On the small, medium size farm in Maine where it is pretty much work around the clock through all the seasons that play out on the kitchen wall calendar, your focus is meat and potato basic. Down to Earth simple and very disciplined.

Work comes before play and labor is your pleasure offering it’s own reward in the farming in Maine accomplishment.

Making it better than it was. Or just maintaining the status quo in the tough of war with Mother Nature and the market to break even. To monetize on the other end of from what you raise or grow on the Maine family farm. To offset all that sunrise to sundown labor, letting go of hard earned finances, and yes, taking a chance.

maine potatoes
Right Out Of The Earth, Freshly Dug Maine Potatoes Just Seeing Daylight After Being Just Harvested From A Farm Field.

The calculated risk involves a little gambling on what is the best course of action for the family farm. Where you are not wearing a tie or pinned to the wall by a corporate World office desk.

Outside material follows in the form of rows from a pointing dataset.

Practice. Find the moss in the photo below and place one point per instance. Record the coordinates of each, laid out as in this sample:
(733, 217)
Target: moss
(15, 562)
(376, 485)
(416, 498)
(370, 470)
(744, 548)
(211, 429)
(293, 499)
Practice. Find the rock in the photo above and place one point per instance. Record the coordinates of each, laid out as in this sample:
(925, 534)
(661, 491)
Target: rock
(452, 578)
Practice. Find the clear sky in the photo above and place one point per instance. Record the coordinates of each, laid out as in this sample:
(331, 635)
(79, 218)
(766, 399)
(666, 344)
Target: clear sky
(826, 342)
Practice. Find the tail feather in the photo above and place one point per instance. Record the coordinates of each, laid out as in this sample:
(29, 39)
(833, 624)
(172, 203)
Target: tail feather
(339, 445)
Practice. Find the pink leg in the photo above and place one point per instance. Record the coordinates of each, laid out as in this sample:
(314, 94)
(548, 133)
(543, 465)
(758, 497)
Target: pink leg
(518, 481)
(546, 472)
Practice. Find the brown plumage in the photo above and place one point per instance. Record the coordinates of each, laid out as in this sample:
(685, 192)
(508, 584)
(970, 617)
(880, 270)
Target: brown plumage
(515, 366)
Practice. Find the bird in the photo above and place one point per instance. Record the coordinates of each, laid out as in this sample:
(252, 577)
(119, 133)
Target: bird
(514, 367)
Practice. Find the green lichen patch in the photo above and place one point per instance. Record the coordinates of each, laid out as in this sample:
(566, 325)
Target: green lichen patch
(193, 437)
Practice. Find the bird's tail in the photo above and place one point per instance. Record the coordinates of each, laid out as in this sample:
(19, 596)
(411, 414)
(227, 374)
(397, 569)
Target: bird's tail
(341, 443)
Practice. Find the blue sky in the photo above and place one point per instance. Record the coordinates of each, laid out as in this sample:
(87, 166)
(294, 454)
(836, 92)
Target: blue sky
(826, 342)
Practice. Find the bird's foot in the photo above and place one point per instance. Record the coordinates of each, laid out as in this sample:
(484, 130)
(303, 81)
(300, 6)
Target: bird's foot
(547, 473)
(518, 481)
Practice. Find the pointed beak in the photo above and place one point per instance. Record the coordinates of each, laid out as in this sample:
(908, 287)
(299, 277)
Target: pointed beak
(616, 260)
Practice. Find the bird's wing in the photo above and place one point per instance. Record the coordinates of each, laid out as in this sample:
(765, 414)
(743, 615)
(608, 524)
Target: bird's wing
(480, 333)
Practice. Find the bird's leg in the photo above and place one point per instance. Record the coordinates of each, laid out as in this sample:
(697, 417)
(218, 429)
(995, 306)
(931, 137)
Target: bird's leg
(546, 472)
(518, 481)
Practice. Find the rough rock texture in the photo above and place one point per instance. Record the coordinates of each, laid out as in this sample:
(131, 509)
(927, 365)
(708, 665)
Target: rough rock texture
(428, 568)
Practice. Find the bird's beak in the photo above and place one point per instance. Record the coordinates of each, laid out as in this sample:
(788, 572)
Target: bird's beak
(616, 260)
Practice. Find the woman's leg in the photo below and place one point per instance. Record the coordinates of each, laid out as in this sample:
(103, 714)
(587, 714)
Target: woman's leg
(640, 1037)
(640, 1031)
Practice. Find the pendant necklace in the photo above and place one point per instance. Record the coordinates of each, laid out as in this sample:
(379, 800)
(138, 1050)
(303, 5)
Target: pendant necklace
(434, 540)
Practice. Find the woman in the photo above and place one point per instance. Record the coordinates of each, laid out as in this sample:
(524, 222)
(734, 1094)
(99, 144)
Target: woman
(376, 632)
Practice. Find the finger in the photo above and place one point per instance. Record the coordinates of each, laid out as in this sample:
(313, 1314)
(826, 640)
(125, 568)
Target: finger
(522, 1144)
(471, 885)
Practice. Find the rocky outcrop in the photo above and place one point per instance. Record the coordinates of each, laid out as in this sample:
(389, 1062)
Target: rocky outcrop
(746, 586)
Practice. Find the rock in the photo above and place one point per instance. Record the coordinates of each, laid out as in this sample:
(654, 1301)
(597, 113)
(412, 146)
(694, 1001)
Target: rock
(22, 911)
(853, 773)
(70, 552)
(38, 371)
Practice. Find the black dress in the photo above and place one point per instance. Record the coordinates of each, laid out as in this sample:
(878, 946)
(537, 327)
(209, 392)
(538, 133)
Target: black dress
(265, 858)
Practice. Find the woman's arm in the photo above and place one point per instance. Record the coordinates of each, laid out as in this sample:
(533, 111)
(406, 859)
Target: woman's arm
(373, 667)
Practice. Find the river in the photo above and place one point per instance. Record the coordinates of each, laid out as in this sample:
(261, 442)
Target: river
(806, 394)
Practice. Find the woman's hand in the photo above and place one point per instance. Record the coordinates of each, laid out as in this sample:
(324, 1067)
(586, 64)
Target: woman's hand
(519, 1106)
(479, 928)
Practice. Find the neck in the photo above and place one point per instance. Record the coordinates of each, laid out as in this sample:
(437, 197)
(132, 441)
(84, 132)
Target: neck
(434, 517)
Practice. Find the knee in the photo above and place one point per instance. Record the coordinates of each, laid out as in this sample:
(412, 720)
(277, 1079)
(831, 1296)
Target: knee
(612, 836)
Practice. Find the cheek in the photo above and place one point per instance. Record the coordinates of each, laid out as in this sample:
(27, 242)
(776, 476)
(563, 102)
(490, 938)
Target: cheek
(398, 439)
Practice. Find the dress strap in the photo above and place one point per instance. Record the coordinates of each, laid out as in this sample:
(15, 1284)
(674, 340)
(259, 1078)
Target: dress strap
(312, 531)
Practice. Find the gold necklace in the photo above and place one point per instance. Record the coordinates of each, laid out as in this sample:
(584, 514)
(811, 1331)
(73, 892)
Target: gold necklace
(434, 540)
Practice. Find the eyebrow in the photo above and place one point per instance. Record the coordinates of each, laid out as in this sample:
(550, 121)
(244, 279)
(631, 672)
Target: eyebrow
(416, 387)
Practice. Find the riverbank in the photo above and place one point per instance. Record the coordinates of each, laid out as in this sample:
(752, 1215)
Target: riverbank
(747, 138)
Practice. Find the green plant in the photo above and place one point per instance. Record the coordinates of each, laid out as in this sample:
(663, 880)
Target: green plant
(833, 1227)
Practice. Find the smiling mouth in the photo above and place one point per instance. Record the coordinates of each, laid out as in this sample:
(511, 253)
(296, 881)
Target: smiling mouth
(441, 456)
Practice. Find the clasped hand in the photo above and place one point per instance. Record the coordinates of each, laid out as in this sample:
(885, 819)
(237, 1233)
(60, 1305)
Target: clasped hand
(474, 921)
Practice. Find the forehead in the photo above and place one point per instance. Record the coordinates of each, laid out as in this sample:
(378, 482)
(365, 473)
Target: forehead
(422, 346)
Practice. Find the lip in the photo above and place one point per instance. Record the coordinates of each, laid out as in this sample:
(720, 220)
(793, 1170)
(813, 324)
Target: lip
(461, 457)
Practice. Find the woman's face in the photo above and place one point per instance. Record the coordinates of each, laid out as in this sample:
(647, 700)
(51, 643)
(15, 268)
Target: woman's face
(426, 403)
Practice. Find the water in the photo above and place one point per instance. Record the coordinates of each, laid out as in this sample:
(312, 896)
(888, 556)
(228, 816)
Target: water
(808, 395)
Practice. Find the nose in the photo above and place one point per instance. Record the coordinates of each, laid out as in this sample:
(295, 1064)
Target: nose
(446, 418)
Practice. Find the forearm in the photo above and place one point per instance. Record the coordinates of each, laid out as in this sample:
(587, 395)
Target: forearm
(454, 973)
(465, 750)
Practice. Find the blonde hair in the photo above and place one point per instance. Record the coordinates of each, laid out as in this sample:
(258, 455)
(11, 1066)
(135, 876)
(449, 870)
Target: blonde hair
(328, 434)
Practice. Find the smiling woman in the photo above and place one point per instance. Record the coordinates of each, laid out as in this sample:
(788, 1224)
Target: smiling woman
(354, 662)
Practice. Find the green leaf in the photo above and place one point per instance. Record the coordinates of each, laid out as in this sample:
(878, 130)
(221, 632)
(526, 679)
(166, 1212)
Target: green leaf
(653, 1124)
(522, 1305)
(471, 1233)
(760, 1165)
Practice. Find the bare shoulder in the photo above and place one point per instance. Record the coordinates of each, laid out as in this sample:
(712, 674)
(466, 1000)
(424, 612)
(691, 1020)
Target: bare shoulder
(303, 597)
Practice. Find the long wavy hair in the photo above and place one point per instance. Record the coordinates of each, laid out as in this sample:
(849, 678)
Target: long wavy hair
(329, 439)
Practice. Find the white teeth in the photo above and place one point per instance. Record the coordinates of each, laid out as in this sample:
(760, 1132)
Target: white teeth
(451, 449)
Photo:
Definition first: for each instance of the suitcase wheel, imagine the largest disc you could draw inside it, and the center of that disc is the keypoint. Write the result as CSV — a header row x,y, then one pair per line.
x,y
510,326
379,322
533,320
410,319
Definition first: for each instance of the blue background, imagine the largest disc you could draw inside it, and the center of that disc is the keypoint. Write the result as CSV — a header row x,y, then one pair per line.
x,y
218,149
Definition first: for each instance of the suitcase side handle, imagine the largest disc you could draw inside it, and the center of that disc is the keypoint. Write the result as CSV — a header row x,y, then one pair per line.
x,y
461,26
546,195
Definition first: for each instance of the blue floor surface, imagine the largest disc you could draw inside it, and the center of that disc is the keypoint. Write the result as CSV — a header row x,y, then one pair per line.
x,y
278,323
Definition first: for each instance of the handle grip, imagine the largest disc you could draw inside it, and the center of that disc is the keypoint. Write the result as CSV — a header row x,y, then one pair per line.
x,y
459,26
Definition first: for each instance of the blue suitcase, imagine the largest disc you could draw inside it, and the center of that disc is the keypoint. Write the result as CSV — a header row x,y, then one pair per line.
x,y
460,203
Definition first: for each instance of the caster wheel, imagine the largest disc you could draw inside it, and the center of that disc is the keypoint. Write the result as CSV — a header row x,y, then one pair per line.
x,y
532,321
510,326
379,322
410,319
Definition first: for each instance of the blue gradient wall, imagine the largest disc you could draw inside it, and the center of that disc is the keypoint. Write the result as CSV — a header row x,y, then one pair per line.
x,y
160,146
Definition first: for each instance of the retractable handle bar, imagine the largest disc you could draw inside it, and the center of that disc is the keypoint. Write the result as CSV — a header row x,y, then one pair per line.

The steel toe work boots, warm flannel shirt over the long underwear and Car-hart outerwear wardrobe that replaces the sports coat and button down dress shirt and shiny shoes.

Farming in Maine where you are up at the crack of dawn doing the feeding and watering routine and at the same time pondering machinery repairs that lie ahead.

The kind that require you to work with what you have rather than just trot into town to pick up expensive parts you simply can not afford. Welding, brazing, bolting together bits and pieces from saved not thrown away materials that get re-purposed. Farming with broken machinery because it’s the only option teaches you how to squeeze more out of something many would just discard as junk and seemingly worthless.

Being up against it and knowing if it is to be it is up to me does nor hurt a person but challenges them and makes them grateful for the little things that retail therapy does not artificially create.

Awareness of the center of your World focus which is the family farm brings you down to Earth and clears the heart and head. To see clearly what’s what on the agricultural spread where you wear many hats and do several jobs.

Farming in Maine does require total immersion and just not everyone’s cup of tea.

But sadly, there was a time in history when 96% of us were farmers of some sort because it was basic survival and the cornerstone of small rural Maine living for the bulk of the sparse population. Hope this farming in Maine blog post is food for thought and helpful.